Q (heat) = W (work) = mcT = 75348 J
P = W/t = 502.32 W
P = 0.75 * P = 376.74 W
P = V²/R
R = V²/P = 21.5 ohms

First, are my values for voltage and power correct? I wasn't sure where to apply the 75% efficiency.

Second, is my answer correct? it's supposed to be 21 ohms... I changed some values to have exactly 2 significant figures, but my answer just gets farther away from 21. (for example, I tried changing 75348 J to 75000J, but that makes the answer 21.6 ohms, which is farther away from 21 ohms...)

 

[Andrew Mason]

"A student uses an immersion heater to heat a cup of water (300mL) from 20ºC to 80ºC for tea. If it is 75% efficient and takes 2.5 min, what is the resistance of the heater? (Assume 120-V household voltage.)"

Here's what I did:
V= 0.75 * 120 = 90V
mass of water = 0.3 kg, specific heat c = 4186 J/(kg*Cº)
T = change in temp = 60ºC
t = 2.5 min = 150s
...

First, are my values for voltage and power correct? I wasn't sure where to apply the 75% efficiency.

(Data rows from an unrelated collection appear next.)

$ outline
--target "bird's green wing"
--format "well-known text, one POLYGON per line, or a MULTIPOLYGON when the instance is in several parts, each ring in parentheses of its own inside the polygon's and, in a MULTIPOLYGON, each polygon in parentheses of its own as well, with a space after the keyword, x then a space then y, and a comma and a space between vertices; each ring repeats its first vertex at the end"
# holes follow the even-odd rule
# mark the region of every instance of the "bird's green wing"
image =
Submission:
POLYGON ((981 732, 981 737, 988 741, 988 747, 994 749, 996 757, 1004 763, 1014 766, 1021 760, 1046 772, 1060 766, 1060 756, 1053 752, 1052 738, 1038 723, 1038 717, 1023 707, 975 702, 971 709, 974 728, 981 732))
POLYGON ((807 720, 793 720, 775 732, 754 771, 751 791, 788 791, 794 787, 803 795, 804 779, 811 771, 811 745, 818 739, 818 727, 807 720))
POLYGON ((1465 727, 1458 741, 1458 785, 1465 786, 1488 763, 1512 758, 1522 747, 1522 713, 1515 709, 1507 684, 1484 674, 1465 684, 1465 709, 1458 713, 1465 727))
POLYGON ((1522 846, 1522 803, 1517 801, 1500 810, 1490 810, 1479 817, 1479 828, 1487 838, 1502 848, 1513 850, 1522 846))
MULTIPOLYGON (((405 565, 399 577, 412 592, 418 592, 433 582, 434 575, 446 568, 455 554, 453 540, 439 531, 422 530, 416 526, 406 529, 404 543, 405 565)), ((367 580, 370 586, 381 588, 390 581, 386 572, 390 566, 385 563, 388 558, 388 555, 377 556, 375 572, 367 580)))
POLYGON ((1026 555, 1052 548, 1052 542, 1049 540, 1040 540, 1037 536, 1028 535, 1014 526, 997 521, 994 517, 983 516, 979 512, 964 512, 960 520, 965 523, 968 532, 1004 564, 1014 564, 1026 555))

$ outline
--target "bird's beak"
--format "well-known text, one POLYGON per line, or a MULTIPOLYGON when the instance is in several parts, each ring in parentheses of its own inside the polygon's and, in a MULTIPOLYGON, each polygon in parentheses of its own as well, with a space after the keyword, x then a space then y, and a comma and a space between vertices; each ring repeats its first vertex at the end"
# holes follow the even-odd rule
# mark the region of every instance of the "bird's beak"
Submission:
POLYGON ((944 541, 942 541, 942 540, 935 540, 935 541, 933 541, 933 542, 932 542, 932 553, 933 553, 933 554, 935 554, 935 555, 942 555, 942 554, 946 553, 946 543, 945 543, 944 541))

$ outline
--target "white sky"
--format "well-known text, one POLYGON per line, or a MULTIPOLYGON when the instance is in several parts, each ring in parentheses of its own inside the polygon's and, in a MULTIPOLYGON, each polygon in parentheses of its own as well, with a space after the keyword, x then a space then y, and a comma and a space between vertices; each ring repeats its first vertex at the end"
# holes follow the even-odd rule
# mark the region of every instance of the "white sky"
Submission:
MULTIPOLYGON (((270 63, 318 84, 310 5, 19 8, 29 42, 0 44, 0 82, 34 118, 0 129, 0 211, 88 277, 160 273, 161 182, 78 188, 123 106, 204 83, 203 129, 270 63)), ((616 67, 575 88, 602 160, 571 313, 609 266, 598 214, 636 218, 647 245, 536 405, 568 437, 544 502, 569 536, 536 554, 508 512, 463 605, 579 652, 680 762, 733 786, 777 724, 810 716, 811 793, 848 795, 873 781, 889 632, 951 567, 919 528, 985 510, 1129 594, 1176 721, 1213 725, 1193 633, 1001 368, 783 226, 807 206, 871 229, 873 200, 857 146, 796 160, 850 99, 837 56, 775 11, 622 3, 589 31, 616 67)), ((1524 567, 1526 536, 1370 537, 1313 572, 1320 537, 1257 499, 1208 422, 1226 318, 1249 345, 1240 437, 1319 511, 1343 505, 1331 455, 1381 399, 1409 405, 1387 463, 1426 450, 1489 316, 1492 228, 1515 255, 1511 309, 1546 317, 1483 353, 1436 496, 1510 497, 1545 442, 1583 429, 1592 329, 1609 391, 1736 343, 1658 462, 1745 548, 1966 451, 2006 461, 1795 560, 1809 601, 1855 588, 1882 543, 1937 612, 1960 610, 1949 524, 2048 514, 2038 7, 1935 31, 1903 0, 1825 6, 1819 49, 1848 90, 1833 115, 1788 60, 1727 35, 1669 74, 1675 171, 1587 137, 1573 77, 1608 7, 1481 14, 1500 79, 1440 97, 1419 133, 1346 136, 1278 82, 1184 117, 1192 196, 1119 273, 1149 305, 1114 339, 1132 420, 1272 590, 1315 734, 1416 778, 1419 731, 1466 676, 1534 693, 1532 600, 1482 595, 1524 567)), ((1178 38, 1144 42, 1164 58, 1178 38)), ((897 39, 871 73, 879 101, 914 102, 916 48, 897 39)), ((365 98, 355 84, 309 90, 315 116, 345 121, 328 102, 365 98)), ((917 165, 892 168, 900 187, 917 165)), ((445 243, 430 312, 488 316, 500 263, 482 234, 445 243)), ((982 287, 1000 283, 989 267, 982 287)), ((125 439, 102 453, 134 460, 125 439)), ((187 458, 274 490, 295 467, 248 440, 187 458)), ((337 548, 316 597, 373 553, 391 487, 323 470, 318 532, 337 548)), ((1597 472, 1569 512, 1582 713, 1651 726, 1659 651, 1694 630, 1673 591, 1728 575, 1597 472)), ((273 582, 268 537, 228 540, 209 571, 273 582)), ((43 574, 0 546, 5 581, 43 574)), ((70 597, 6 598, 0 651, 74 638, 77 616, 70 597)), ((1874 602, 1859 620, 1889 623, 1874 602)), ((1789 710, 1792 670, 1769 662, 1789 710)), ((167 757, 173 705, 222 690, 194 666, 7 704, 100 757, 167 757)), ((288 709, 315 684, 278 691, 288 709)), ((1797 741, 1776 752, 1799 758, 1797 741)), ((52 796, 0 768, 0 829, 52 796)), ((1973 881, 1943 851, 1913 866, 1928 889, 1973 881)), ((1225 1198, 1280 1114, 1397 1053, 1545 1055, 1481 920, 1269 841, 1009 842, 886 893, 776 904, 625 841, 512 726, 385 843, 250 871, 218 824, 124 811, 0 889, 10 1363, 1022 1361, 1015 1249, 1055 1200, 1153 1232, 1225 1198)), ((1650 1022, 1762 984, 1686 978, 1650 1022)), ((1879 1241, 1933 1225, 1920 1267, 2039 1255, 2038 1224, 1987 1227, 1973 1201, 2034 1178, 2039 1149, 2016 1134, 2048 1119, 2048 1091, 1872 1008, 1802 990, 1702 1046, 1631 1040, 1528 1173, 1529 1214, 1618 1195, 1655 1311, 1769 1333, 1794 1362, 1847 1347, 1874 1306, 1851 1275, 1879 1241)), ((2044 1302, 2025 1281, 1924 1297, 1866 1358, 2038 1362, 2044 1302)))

No. Since $P = V^2/R \text{ or } P = I^2R$, the energy consumed by the resistance is proportional to the square of the voltage or current. If it is 75% efficient, then $E = .75 * I^2R\Delta t$

Also, who drinks tea made with 80ºC water? You need to bring it to a boil!

AM

 

[endeavor]

No. Since $P = V^2/R \text{ or } P = I^2R$, the energy consumed by the resistance is proportional to the square of the voltage or current. If it is 75% efficient, then $E = .75 * I^2R\Delta t$

Also, who drinks tea made with 80ºC water? You need to bring it to a boil!

AM

So $$R = .75 * \frac{V^2}{E}\Delta t$$
but Power = E / time, so
$$R = .75 * \frac{V^2}{P}$$
I arrive at the same answer (21.5 ohms) however, but that's probably a coincidence?

 

[Andrew Mason]

Your answer is right actually because you didn't use V=90 volts in your calculation.

AM

 

[thiotimoline]

So $$R = .75 * \frac{V^2}{E}\Delta t$$
but Power = E / time, so
$$R = .75 * \frac{V^2}{P}$$
I arrive at the same answer (21.5 ohms) however, but that's probably a coincidence?

I also got R=21.5 ohms. First, get the total energy needed to boil the water from 20deg to 80deg. Second, take note that energy per 2.5min is only 75% so u need to make it 100%. Finally, apply R =V^2/P to get R.